Un hymne créé en 1899 et chargé d'histoire

A la toute fin du XIXe siècle toujours, la Catalogne va se doter d'un autre symbole fort : l'hymne Els Segadors, ("Les Faucheurs") composé en 1899. Encore une fois, c'est une référence à l'histoire de la région. "Cette chanson fait allusion à la révolte de 1640, rapidement écrasée par Madrid, explique Benoît Pellistrandi. Ce n'est pas du tout un hymne du XVIIe siècle, mais les Catalans reprennent un épisode de division entre l'Espagne et leur région pour réaliser un hymne qui marche très bien."

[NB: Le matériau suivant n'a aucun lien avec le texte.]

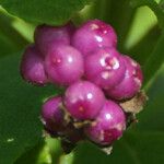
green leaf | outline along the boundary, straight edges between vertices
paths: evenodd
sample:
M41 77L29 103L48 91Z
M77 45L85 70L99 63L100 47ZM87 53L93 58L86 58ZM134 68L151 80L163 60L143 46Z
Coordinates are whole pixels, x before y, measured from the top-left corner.
M0 60L0 163L11 164L42 140L39 113L43 99L59 91L22 81L20 56Z
M81 143L72 164L156 164L164 162L163 132L127 132L106 155L92 143Z
M154 47L153 51L149 56L147 62L143 66L143 72L144 72L144 84L147 84L153 75L157 72L157 70L161 68L161 66L164 62L164 31Z
M51 164L49 148L45 142L39 142L19 157L14 164Z
M164 125L164 67L157 73L154 81L148 90L149 101L139 114L139 124L136 130L145 131L163 131Z
M160 26L164 27L164 10L154 0L131 0L132 7L148 5L156 15Z
M61 25L94 0L0 0L11 14L34 23Z

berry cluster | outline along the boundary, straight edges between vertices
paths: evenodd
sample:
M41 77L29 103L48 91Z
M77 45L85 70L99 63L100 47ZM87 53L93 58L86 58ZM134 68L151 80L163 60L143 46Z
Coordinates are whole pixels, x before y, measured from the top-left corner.
M79 28L72 23L39 25L34 39L22 58L23 79L66 89L43 105L46 131L70 142L87 138L98 145L119 139L127 124L119 102L132 98L143 78L139 63L117 50L114 28L99 20Z

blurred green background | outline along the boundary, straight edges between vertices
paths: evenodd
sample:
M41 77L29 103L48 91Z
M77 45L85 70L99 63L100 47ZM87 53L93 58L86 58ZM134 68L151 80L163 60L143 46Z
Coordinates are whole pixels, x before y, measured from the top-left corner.
M36 25L0 7L0 164L164 163L164 36L156 15L145 5L131 8L130 0L102 0L72 16L78 25L89 19L110 23L118 34L118 49L132 56L145 72L143 87L149 102L138 115L139 124L114 144L109 156L87 142L65 155L59 140L43 138L42 101L58 90L34 89L21 80L19 60L25 46L33 43Z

Dans le discours nationaliste, ce qui compte ce sont les chocs avec Madrid. L'idée est que l'Espagne est une puissance extérieure qui brime la Catalogne.

Benoît Pellistrandi, historien

à franceinfo

A partir du début du XXe siècle, le nationalisme catalan va véritablement éclore au niveau politique. En 1901, le premier parti nationaliste est créé. "C'est la première fois que des nationalistes catalans se présentent à des élections, raconte Joan B. Culla. C'est aussi à partir de ce moment que Madrid va parler de 'problème catalan'." Un premier statut pour la Catalogne est rédigé en 1932. Il sera rapidement balayé par la guerre civile espagnole (la guerre d'Espagne, 1936-1939) et la dictature de Franco.

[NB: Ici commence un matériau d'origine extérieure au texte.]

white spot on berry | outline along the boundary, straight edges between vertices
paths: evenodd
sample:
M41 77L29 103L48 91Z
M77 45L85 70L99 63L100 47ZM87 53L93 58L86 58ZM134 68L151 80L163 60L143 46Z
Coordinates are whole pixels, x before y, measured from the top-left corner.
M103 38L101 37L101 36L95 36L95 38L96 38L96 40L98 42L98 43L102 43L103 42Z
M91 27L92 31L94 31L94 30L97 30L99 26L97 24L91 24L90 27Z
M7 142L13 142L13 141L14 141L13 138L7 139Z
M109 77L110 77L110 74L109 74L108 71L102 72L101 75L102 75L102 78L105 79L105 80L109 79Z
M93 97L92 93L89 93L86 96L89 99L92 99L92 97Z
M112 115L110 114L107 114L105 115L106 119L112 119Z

Franco écrase la Catalogne 

En 1939, Barcelone est l'une des dernières villes à tomber aux mains des troupes franquistes. "La Catalogne est vraiment un point de résistance et va le payer très cher, contrairement aux Basques, qui se sont rendus en 1937, rappelle Benoît Pellistrandi. Ceci explique l'importance de la répression de Franco à partir de 1939." La Généralité (région autonome) est supprimée, des nationalistes sont fusillés.

Après cette période sombre, les Catalans reprennent le fil de leur histoire régionale. Le président en exil de la Généralité, Josep Tarradellas, est de retour en 1977. "C'est vraiment une date importante, explique Benoît Pellistrandi. C'est l'idée que le 'self government' de la Catalogne est reconnu dans le nouveau panorama politique qui s'ouvre." En 1979, un nouveau statut de la Catalogne est voté. "Il remet sur pied ce que le franquisme avait détruit", explique Joan B. Culla. 

"Madrid a cru à un mirage, il n'en est rien"

Après plusieurs années de statu quo face à un Parti populaire (droite) hostile à toute évolution du statut de la Catalogne, l'arrivée au pouvoir des socialistes semblent débloquer la situation en 2006. "Nous avons rédigé un nouveau statut, largement adopté par le Parlement catalan, mais très rapidement, le pouvoir socialiste a perdu son enthousiasme, se rappelle Joan B. Culla. A peine le texte adopté par Madrid, puis par référendum en Catalogne, il s'est retrouvé dans 'le couloir de la mort', à cause du recours du Parti populaire auprès du Tribunal constitutionnel".

En 2010, plusieurs articles très symboliques du statut sont censurés, dont la reconnaissance de la "nation" catalane et la primauté de la langue catalane. "Cette décision a été vécue comme une agression juridique en Catalogne", explique Joan B. Culla. C'est à partir de ce moment que l'idée de l'indépendance va progressivement faire surface. En 2012, des centaines de milliers de manifestants brandissant des drapeaux indépendantistes défilent pour la première fois dans les rues de Barcelone. "Madrid a cru à un mirage, explique Joan B. Culla. Mais il n'en est rien. Avec la crise économique, des gens peu politisés ont commencé à se révolter contre l'attitude de Madrid." Un dialogue de sourds entre les autorités catalanes et madrilènes a fini de faire monter le désir d'indépendance. Jusqu'à la crise politique que connaît l'Espagne actuellement.